For fifty-one years, Israel denied any involvement whatsoever. The official line, delivered by Prime Minister Moshe Sharett, characterized the Egyptian trial as “a show trial which is being organized there against a group of Jews who have fallen victims to false accusations of espionage.”
The trade union newspaper Davar claimed the Egyptian regime “seems to take its inspiration from the Nazis” and lamented the “deterioration in the status of Egyptian Jews in general.”
Israeli newspapers immediately compared Egyptian proceedings to Nazi Germany. The message was unmistakable: anyone who believed Egypt’s claims was trafficking in “antisemitic conspiracy theories and blood libels.”
Anyone who suggested Israel had actually planted bombs in American facilities was dismissed as a conspiracy theorist at best, an antisemite at worst. For five entire decades. Then, in 2005, fifty-one years after the operation, Israeli President Moshe Katsav awarded certificates of appreciation to the surviving agents, finally acknowledging what Israel had done.

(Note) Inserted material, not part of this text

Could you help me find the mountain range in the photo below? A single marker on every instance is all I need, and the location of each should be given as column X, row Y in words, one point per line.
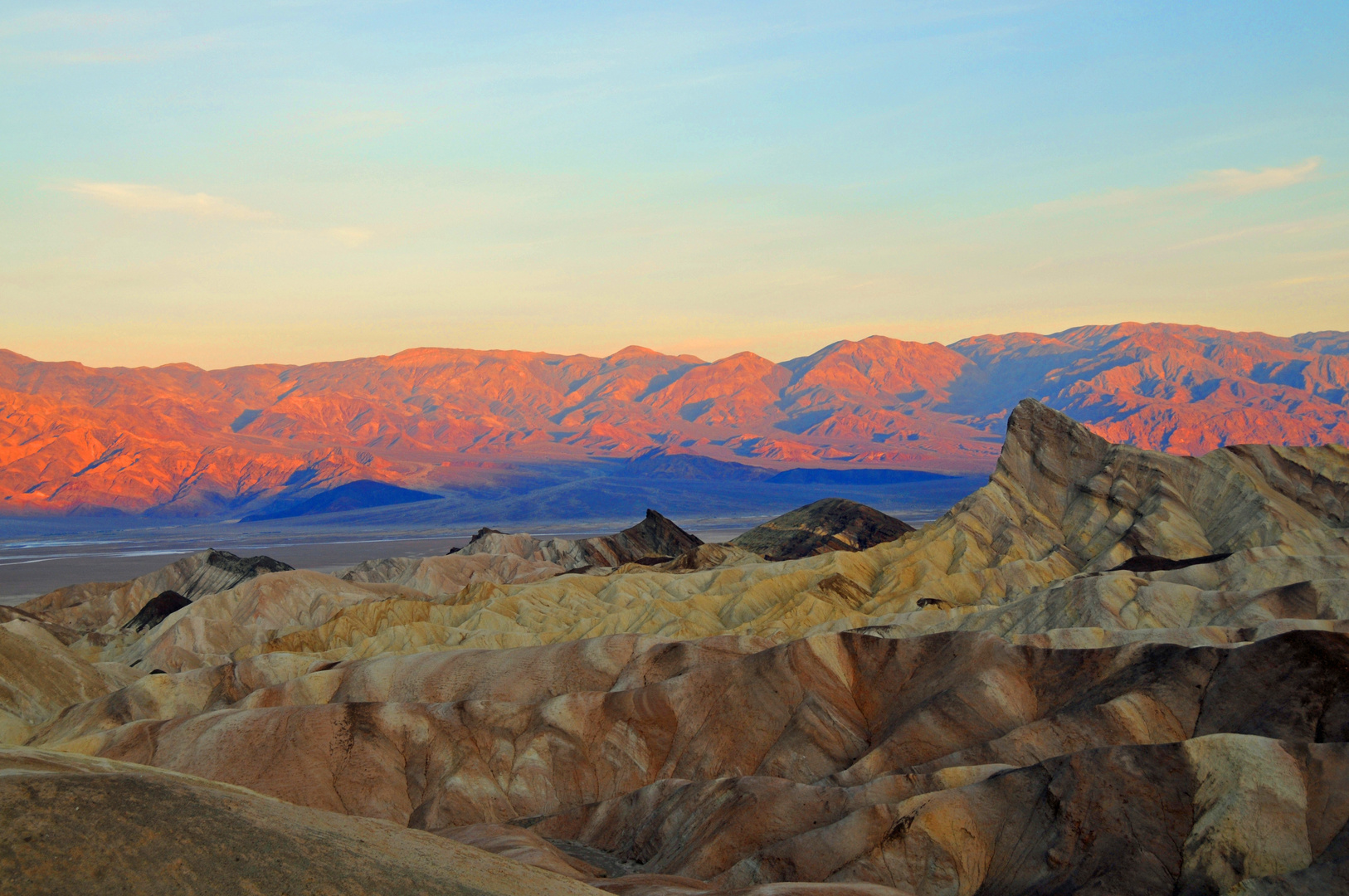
column 185, row 441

Israel planted bombs in American facilities. They lied about it for half a century. They accused critics of antisemitism. Then, they quietly admitted the truth when nobody cared anymore.
This is the playbook.
USS LIBERTY: KILLING AMERICANS, THREATENING THE PRESIDENT
The Lavon Affair involved bombs that never detonated and killed no Americans. The USS Liberty incident involved bombs, torpedoes, napalm, and machine guns that killed thirty-four Americans and wounded one hundred seventy-one others. The accusation of antisemitism was deployed not just to cover up the attack, but to threaten the President of the United States himself.
It was June 8, 1967. It was the fourth day of the Six-Day War. The USS Liberty, an American intelligence ship, operated in international waters twenty-five miles off Sinai. The ship was clearly marked. It flew a large American flag. “USS LIBERTY” was painted on the hull.

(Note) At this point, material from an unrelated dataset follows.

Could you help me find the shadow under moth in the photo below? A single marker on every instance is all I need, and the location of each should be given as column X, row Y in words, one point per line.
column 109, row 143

Israeli reconnaissance aircraft circled the Liberty starting at 5:15 AM. There were multiple passes throughout the morning. Crews waved to each other. Both sides clearly identified the other as friendly.
At 1:50 PM, Israeli aircraft attacked. Multiple waves strafed the ship with machine guns, rockets, and napalm, covering the Liberty completely. Israeli forces jammed communications. Then torpedo boats arrived, firing five torpedoes. One hit, killing twenty-five men. The boats machine-gunned crew members attempting to evacuate in life rafts and sailors in the water.
According to declassified documents published in Naval History Magazine in 2017, “Israeli diplomats, meanwhile, manipulated the media to downplay or kill stories about the attack and even silenced an angry President Lyndon Johnson by threatening to publicly accuse him of ‘blood libel’ or anti-Semitism.”
Israeli diplomats threatened the President of the United States with accusations of antisemitism to prevent an investigation of an attack that killed thirty-four American servicemen.
Documents show U.S. officials discussed sinking the Liberty at sea to prevent reporters from photographing the damage. Survivors received gag orders, forbidden to discuss what happened for decades.
When survivors finally spoke publicly, the Anti-Defamation League “questioned the motivation” behind a White House ceremony honoring them. Jim Ennes, a survivor shot in the femur and former director of a local board against racism, spent his life documenting the evidence. He was repeatedly accused of antisemitism.
Today, Wikipedia describes the USS Liberty incident as “frequently referenced in antisemitic conspiracy theories.” The Southern Poverty Law Center calls it a “rallying cry” for antisemites. When Representative Paul Gosar referenced it in 2024, the ADL immediately condemned him.
Anyone demanding accountability gets labeled antisemitic. This is the weapon in action.